Jörg Münchenberg: Are the revived trade negotiations between China and the United States the most important result of the G20 meeting?
Jan Techau: Yes, and by a long way. Trade was the crucial issue on which the financial markets were focused. The world economy is not spectacularly vibrant at the moment, meaning that we are facing low growth rates and multiple risk factors, one of which is the danger of an escalating trade war between the United States and China.
Trade was therefore very important—taking the threat of escalation off the table—and the outcome was successful. President Trump backed down, one has to say, because he ultimately fears an economic recession in the United States next year. Actually, he cannot afford to fight a trade war.
Jörg Münchenberg: Didn’t Trump sabotage himself in the end? After all, he is someone who claims to always apply maximum pressure during negotiations, and now he is backing down. Was this move not out of line with his overall strategy?
Jan Techau: Yes, this was a risky move, but Trump was facing a dilemma. He had conflicting goals. On the one hand, he had to show strength, and on the other hand, he could not afford to enter next year’s presidential contest under a slowing economy.
Experts are predicting that the U.S. economy could enter a recession next year. Trump decided, just to be on the safe side, to give some ground in the trade dispute without risking poor economic results in the decisive upcoming election year.
Jörg Münchenberg: Of course. Let us take a closer look at the G20 meeting on the whole. It is noteworthy that the United States continues to eschew climate-change mitigation. The final declaration stopped short of denouncing protectionism, calling instead for a free and fair trade environment. In the end, however, should we say that the G20 meeting was successful if only because a common statement could be agreed upon?
Jan Techau: This is always difficult to assess. For quite some time now, at these international summits we hear nothing but pessimism: “We cannot get things right, we cannot reach a final declaration.” In the end, however, agreement is usually attained somehow. Of course, this could be a negotiating tactic: reducing expectations to the lowest possible level. But I think that the crucial takeaway is that a deal was struck. On the climate-change issue, they managed to reach agreement by leaving the Americans out and the latter, in turn, did not block the final statement. It was not a politically costly concession for the Americans but, for other countries, it was absolutely important so stand up to Trump on this issue.

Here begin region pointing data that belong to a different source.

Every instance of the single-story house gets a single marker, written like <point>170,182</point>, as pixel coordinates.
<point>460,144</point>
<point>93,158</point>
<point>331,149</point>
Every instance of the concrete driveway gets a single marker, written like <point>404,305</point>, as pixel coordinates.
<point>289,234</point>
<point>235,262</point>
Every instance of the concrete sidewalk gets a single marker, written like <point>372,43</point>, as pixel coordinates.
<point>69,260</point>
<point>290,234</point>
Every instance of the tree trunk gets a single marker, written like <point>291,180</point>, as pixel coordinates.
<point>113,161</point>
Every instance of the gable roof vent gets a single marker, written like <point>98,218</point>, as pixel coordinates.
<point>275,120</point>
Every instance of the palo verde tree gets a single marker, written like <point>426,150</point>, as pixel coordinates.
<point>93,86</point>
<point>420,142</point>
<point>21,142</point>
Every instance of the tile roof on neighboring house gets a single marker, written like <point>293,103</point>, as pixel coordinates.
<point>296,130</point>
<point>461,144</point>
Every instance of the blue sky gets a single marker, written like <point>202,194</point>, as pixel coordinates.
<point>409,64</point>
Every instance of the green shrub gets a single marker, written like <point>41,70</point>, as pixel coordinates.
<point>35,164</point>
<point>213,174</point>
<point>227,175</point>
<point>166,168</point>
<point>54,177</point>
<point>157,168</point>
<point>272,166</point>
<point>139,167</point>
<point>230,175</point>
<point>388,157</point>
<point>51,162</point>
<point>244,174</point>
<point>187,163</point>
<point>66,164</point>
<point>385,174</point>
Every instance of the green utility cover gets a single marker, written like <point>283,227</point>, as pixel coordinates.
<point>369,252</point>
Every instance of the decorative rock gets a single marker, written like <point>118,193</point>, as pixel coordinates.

With regard to trade, what the declaration says about protectionism is far less important than what is playing out in the bilateral relationship between the United States and China. In addition, it is noteworthy that the European Union and the South American trade bloc Mercosur concluded their own trade agreement. While unrelated to the G20 summit, it is a significant development. It is a negotiated agreement that entails a clear commitment to free trade, and the fact that these two large blocks are joining forces is important news.